Charlie disappeared during the spring, He was approx. 7 years old. My Mom and Dad live by a grain elevator; we searched for him there because had found many of the cats that had been found there. He had been gone awhile, assuming the worst, and going on. Then he returned around August dragging the lower half of his body, and acted like he didn’t know where he was, but had found his way back home, my Mom was so upset, she picked him up, and took him to bathe him, he was covered with dry gray clay. Cuddled up with him in a blanket, and dried him as she talked to him, he looked up at her with his loving eyes, but something clearly was wrong with him,



My family are pet and animal lovers, they have always had a special place in our home when we were children, and still to this day. We welcomed Charlie home, hoping he would return to his health, and soon he was walking on all fours, eating with the rest of the cats. Only Charlie was having trouble controlling his bowels, walking around in circles, which now required a trip to the vet.



My Mother made the appointment for Charlie, and assigned me with the duty of taking him, to the Vet.



Charlie had been to this Vet many times in the past, shots, neutering, etc. This wasn't nothing new for him, the ride was about 20 minutes away, Charlie curled up in the blanket Mom sent him in, and neither of us knew his fate.



The Vet looked at me and he believed it to be Brain damage, and Charlie was hopelessly ill, and beyond help, he wouldn't recover, he could live in this condition for a number of years, and he could get lost again, and he may not be as lucky next time.



He suggested the most humane act would to put him to sleep and end his suffering because he wasn’t going to get better.



Charlie wasn’t actually my cat, but at that moment my heart dropped, and I felt as if he was, he had curled up on my lap at my parent’s house on more than one occasion.



The Vet suggested that we should do it as soon as possible.

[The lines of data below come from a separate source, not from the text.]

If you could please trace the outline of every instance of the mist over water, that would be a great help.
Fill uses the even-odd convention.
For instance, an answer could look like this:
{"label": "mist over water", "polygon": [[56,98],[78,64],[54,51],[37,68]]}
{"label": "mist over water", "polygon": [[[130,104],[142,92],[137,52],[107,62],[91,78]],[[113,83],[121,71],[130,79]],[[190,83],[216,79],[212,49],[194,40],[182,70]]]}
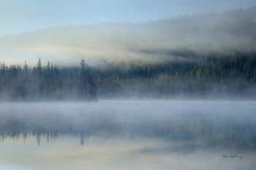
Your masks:
{"label": "mist over water", "polygon": [[[255,101],[12,102],[0,108],[3,165],[29,169],[255,165]],[[47,166],[38,167],[42,161]]]}

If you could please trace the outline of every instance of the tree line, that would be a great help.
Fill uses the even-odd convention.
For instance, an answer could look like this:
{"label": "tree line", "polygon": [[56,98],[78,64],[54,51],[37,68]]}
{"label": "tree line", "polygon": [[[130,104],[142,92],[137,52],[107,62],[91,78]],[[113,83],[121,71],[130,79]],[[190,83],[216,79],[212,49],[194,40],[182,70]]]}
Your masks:
{"label": "tree line", "polygon": [[0,63],[0,99],[95,100],[95,83],[89,67],[84,60],[80,64],[80,69],[59,69],[49,61],[42,66],[40,58],[33,68],[26,61],[23,66]]}
{"label": "tree line", "polygon": [[[190,57],[188,57],[190,56]],[[183,61],[120,62],[94,69],[99,96],[256,96],[256,54],[185,54]]]}

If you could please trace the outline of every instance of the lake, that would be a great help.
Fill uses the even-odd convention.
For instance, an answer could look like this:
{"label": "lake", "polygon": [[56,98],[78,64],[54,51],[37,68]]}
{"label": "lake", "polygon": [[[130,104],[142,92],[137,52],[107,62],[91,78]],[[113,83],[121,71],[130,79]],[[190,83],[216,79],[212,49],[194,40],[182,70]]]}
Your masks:
{"label": "lake", "polygon": [[256,102],[0,103],[0,169],[255,169]]}

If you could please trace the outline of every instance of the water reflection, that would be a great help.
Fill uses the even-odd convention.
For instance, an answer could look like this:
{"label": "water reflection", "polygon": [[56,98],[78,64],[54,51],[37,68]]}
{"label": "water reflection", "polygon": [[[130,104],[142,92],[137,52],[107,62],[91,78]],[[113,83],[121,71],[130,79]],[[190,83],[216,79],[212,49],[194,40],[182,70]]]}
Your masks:
{"label": "water reflection", "polygon": [[0,169],[254,169],[255,104],[1,103]]}
{"label": "water reflection", "polygon": [[[254,102],[100,101],[1,104],[1,140],[59,135],[157,139],[194,148],[255,151]],[[178,147],[176,147],[178,150]]]}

My mother seemed all ready know the outcome and gave me permission to put him to sleep if that is what the Vet suggested.



The Vet asked if I wanted to be there for it, staying to hold him because I wouldn’t want to be alone, if I was dying, and I love all animals with all my heart. And this didn't seem right, only it was what had to be done.



Even trying to write this the emotions overwhelm me, the Vet told me it was a simple thing, (simple) and he called it a mercy killing; my heart broke, the tears flowed, I petted and stroked Charlie, it was soon over and the Vet asked if I needed a minute, I sobbed, just like losing a dear friend, saying yes...yes...



Crying all the way home, called my mother to let her know of Charlie’s death, and relaying to her this would always be on my mind, and this was one of the worst things that she had ever made me deal with!



Thinking from time to time about Charlie and the trusting look in his eyes, at his death, now I know it was for the best, only my heart still breaks.